Vector Databases

What is Vector Database?

Vector DB stores High-dimensional Tensors (Arrays of floats) + Metadata. These are used in AI/ML Operations for data storage and retrieval
These work on concept of similarity search instead of exact match. SQL vs NoSQL vs Vector Databases

How data is stored in a Vector Database?

let's say we have 3 log entries.
1. This is the Raw Data


Log_A: "John uploaded financial report to Gmail."
Log_B: "Sarah downloaded malicious payload from unknown domain."
Log_C: "Service account accessed internal S3 bucket."

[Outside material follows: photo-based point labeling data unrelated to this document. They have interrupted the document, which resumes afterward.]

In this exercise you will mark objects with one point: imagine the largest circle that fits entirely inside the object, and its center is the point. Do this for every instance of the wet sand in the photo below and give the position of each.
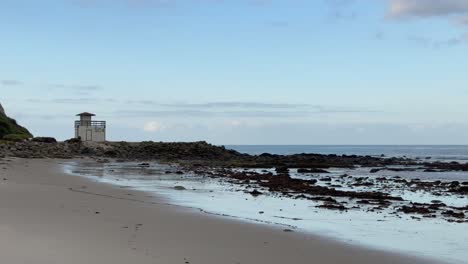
(49, 217)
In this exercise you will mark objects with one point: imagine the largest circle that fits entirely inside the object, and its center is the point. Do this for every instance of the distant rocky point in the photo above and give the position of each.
(9, 128)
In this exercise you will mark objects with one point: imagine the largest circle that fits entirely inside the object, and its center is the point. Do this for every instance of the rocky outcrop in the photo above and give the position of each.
(10, 130)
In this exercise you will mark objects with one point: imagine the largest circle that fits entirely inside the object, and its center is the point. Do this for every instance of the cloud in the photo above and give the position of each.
(248, 113)
(153, 126)
(10, 82)
(82, 88)
(426, 8)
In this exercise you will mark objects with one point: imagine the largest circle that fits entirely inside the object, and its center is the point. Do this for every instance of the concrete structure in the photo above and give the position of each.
(89, 130)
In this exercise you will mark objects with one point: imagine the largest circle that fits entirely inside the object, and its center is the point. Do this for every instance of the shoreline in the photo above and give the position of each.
(143, 232)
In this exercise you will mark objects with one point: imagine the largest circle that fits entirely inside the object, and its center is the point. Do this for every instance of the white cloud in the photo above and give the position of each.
(153, 126)
(427, 8)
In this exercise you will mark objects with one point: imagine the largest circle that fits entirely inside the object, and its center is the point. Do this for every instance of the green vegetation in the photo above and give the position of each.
(10, 130)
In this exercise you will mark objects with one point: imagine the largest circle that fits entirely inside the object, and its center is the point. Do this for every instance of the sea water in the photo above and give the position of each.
(432, 238)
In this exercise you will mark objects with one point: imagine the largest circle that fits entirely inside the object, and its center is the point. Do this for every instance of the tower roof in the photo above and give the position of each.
(85, 114)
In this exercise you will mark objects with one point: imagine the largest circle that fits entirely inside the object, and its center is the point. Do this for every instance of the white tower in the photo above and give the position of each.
(88, 130)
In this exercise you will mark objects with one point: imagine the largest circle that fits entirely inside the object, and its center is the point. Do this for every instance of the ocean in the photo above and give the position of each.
(436, 152)
(411, 234)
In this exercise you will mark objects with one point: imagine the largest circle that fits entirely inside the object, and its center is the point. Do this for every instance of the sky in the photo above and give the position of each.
(240, 72)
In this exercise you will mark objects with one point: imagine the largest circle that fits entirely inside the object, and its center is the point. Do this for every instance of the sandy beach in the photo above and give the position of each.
(50, 217)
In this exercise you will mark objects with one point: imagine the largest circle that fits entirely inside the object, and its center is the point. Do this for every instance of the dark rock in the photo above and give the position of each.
(49, 140)
(451, 213)
(255, 193)
(314, 170)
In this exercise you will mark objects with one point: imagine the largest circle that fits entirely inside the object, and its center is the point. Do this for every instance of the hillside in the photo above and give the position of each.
(9, 128)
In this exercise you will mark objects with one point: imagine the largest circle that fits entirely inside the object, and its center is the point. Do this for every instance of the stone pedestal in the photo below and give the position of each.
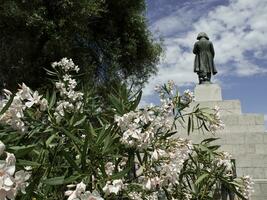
(244, 136)
(208, 92)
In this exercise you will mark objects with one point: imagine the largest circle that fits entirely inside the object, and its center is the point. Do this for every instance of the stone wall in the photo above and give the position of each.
(244, 136)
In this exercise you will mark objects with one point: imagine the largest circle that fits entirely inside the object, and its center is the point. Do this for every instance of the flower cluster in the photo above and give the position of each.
(113, 186)
(216, 123)
(187, 97)
(141, 127)
(71, 100)
(80, 193)
(11, 182)
(166, 164)
(66, 64)
(23, 99)
(246, 188)
(224, 160)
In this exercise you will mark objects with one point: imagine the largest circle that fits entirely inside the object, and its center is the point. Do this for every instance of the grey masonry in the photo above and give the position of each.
(244, 136)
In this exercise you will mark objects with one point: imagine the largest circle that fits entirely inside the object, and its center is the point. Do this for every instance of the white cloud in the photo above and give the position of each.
(238, 32)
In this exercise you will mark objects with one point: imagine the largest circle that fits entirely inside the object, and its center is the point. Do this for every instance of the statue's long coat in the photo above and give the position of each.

2. The Transformation (Neural Net Forward Pass)
You pass these through an embedding model. Let's pretend the output is a 3-dimensional tensor (in reality, it's 768 or 1536 dimensions).


Log_A becomes → Tensor A: [0.95, 0.20, 0.05]
Log_B becomes → Tensor B: [0.10, 0.90, 0.85]
Log_C becomes → Tensor C: [0.80, 0.15, 0.10]

3. Storage inside the Vector DB
Inside the VDB, the data is not stored as rows in a table. It is stored as Nodes in a graph (if using HNSW)
VDB draws edges between these vectors. It notices that Vector A (0.95) and Vector C (0.80) are mathematically close, so it makes them neighbors in a graph. Vector B (0.90, 0.85) is far away on the other side of the graph.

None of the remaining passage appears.